Stante ciò è stato chiesto all’Aran se, con specifico riferimento al comparto Regioni ed Autonomie locali, in presenza di tutti i requisiti richiesti dall’art. 52 del D.Lgs. n. 165/2001 e dall’art. 8 del CCNL del14.9.2000, è necessario, comunque, anche il consenso del lavoratore interessato.
L’Agenzia – con l’orientamento applicativo RAL_1945 – ha chiarito che sulla base della disciplina del citato art. 52, l’assegnazione del lavoratore a mansioni superiori sembra configurarsi come manifestazione di un potere esercitabile in via unilaterale del datore di lavoro pubblico per cui quest’ultimo avrebbe un vero e proprio diritto potestativo in materia di attribuzione di mansioni superiori, assoggettato solo alla sussistenza delle specifiche condizioni previste dalla norma e cioè:
- le obiettive esigenze di servizio;
- l’esigenza di copertura di una vacanza di posto in organico oppure quella di provvedere alla sostituzione di altro dipendente assente con diritto alla conservazione del posto.
Dal canto suo, l’art.3, comma 3, del CCNL del 31.3.1999, concernente il sistema di classificazione del personale del Comparto Regioni-Autonomie Locali, ha disposto che:
“L’assegnazione temporanea di mansioni proprie della categoria immediatamente superiore costituisce il solo atto lecito di esercizio del potere modificativo. Essa, fino a diversa disciplina contrattuale, è regolata dai commi 2-4 dell’art. 56 del D. Lgs. n. 29 del 1993 come modificato dal D. Lgs. n. 80 del 1998” (per l’Aran il riferimento deve essere inteso all’attuale art. 52 del D.Lgs. n. 165/2001).
Inoltre, l’art. 8 del CCNL del 14.9.2000, disciplina in modo specifico e dettagliato la materia delle mansioni superiori, senza disporre alcun ulteriore limite o vincolo al potere modificativo del datore di lavoro pubblico.
Ad ulteriore conferma dell’unilateralità del potere modificativo datoriale, l’Agenzia per la Rappresentanza Negoziale delle PP.AA. ha evidenziato che la regolamentazione dell’assegnazione a mansioni superiori del dipendente, di fonte sia legislativa che contrattuale, pure essendo articolata e particolareggiata, non richiede mai formalmente ed espressamente il preventivo consenso del dipendente stesso.

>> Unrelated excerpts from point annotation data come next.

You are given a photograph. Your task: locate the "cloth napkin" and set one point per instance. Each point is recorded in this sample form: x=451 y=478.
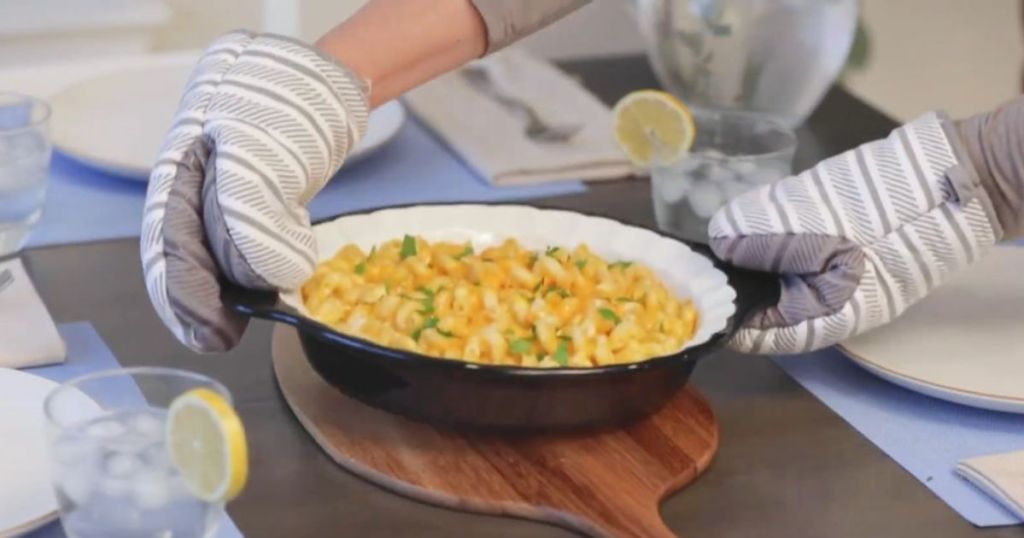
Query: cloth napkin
x=28 y=335
x=491 y=136
x=999 y=476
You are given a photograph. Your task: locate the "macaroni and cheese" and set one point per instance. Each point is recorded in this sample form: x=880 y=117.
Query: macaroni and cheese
x=503 y=305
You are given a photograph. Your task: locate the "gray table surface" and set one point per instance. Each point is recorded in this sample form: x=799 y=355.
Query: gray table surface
x=787 y=466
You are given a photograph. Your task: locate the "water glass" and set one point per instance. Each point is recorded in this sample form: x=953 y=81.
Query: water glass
x=110 y=464
x=25 y=161
x=733 y=153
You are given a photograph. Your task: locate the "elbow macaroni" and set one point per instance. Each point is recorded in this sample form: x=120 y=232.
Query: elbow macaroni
x=505 y=305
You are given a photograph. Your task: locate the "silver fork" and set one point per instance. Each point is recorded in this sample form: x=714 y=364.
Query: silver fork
x=6 y=279
x=536 y=129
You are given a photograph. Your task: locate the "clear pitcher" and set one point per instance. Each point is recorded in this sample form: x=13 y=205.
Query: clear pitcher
x=776 y=57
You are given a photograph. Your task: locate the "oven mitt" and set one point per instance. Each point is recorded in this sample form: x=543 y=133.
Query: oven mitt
x=264 y=122
x=862 y=236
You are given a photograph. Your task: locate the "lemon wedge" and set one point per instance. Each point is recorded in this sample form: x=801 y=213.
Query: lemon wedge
x=207 y=444
x=652 y=127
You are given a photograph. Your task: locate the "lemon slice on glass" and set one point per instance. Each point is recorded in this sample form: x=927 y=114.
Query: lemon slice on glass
x=652 y=127
x=207 y=444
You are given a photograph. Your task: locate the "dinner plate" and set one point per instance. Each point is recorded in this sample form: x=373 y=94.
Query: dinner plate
x=27 y=499
x=117 y=121
x=965 y=342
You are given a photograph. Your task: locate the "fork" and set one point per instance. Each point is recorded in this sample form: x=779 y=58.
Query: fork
x=537 y=129
x=6 y=279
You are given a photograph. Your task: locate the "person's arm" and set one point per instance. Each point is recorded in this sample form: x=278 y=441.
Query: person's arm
x=398 y=44
x=265 y=122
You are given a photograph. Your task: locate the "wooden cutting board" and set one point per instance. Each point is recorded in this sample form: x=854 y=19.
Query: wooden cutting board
x=605 y=484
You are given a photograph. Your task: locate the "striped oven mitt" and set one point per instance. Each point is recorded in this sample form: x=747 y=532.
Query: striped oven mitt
x=263 y=124
x=862 y=236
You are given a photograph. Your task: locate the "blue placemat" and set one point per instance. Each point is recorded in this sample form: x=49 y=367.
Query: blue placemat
x=83 y=204
x=87 y=353
x=927 y=437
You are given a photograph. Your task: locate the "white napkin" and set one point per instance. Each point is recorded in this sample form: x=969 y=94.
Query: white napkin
x=28 y=334
x=1000 y=476
x=491 y=137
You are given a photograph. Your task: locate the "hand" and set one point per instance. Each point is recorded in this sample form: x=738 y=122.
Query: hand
x=263 y=124
x=862 y=236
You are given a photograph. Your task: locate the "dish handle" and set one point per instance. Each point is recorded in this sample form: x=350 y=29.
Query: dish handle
x=257 y=303
x=755 y=290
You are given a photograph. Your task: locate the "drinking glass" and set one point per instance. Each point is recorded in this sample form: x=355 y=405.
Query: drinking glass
x=25 y=161
x=111 y=467
x=733 y=152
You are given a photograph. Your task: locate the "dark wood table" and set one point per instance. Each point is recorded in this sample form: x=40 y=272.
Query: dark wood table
x=787 y=465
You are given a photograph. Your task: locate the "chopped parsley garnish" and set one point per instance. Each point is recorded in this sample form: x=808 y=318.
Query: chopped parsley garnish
x=430 y=323
x=556 y=289
x=561 y=355
x=427 y=301
x=408 y=247
x=466 y=252
x=520 y=346
x=609 y=315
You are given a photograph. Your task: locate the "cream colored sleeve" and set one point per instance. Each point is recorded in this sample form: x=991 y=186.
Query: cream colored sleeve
x=509 y=21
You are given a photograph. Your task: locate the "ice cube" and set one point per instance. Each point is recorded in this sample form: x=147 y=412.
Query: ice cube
x=152 y=490
x=732 y=189
x=718 y=173
x=105 y=428
x=146 y=424
x=75 y=449
x=672 y=190
x=706 y=199
x=156 y=457
x=687 y=165
x=77 y=483
x=121 y=464
x=764 y=176
x=115 y=487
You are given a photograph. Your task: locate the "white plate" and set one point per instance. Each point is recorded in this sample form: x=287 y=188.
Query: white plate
x=27 y=499
x=117 y=121
x=686 y=273
x=965 y=342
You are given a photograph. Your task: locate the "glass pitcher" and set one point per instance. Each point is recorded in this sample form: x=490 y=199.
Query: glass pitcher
x=776 y=57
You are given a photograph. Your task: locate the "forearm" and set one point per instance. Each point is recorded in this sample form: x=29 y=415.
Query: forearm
x=399 y=44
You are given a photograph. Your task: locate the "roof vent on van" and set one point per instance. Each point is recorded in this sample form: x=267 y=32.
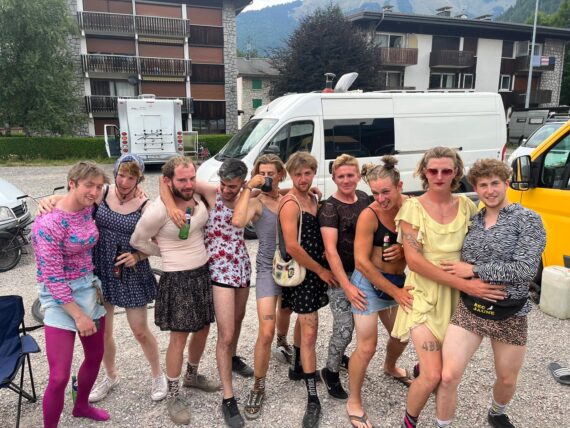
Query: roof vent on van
x=345 y=82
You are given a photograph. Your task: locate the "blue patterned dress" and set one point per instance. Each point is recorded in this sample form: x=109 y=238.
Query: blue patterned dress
x=136 y=287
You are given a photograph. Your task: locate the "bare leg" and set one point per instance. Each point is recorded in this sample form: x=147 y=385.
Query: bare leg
x=394 y=347
x=366 y=340
x=137 y=318
x=428 y=350
x=224 y=306
x=459 y=346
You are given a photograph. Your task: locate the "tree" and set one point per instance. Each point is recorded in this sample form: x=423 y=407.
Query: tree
x=324 y=41
x=561 y=19
x=37 y=73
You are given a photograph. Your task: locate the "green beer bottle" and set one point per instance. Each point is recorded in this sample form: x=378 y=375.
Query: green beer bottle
x=184 y=230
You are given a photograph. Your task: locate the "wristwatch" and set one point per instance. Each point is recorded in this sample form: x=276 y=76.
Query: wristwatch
x=475 y=270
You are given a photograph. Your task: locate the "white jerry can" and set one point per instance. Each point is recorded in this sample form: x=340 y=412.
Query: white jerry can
x=555 y=292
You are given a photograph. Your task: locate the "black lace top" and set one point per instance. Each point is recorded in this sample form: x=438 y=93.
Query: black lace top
x=342 y=216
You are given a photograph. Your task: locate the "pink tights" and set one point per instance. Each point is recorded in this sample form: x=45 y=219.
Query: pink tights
x=59 y=349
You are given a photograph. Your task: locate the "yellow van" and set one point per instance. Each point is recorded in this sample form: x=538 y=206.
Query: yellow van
x=541 y=182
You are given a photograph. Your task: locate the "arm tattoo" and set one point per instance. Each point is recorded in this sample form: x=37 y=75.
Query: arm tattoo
x=431 y=346
x=411 y=239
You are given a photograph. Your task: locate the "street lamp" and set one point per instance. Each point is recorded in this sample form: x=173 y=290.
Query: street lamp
x=529 y=82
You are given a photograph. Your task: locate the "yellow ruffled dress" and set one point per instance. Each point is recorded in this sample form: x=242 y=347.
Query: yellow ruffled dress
x=433 y=303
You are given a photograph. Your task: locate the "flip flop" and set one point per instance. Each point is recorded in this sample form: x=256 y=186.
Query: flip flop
x=560 y=374
x=406 y=379
x=359 y=419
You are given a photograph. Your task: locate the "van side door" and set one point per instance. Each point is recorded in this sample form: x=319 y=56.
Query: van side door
x=551 y=199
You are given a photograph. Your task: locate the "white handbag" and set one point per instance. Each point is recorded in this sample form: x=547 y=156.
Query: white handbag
x=287 y=273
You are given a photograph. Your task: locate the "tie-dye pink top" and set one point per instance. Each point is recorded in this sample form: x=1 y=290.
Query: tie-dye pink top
x=63 y=244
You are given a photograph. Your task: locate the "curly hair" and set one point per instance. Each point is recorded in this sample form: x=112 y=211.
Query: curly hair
x=439 y=153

Tuttavia in materia occorre tener presente che, con riferimento al lavoro privato, la Corte di Cassazione, in presenza di particolari fattispecie, si è pronunciata nel senso dell’ammissibilità del rifiuto del lavoratore di espletare mansioni superiori a quelle della qualifica di inquadramento (ex multis: Cass. 12 febbraio 2008, n. 3304; Cass. 19 luglio 2013, n. 17713; Cass. 7 ottobre 2016, n. 20222).